Cybersecurity is the standout — described as “far ahead of any other AI model.” It is the primary reason Anthropic created a new tier and the reason the release strategy prioritizes cyber defenders.
Can Claude Capybara replace human programmers?
Not entirely. At ~85-90% SWE-Bench (projected), it would solve most standard coding tasks but still fail on approximately 1 in 10 real-world problems. It is a dramatic productivity multiplier, not a complete replacement for human engineering judgment.
What does “deep connective tissue” mean for Capybara?
It describes the model’s ability to synthesize insights across different knowledge domains — finding structural similarities between problems in biology, economics, engineering, and other fields. This represents a qualitative leap beyond current models that reason primarily within single domains.
Is vulnerability discovery the same as hacking?

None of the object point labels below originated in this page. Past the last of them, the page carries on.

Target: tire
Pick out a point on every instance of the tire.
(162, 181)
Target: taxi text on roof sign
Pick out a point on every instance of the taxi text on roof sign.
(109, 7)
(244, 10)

The underlying technique is similar — finding exploitable flaws in software. The difference is intent and authorization. Defensive vulnerability discovery (finding and fixing flaws before attackers do) uses the same capabilities as offensive hacking but for protective purposes.
How do Capybara’s capabilities compare to GPT-5?
Capybara reportedly exceeds Opus 4.6, which already leads GPT-5.4 on most benchmarks. The largest gap is in cybersecurity, where GPT-5 has no comparable positioning. Coding and reasoning advantages are significant but smaller.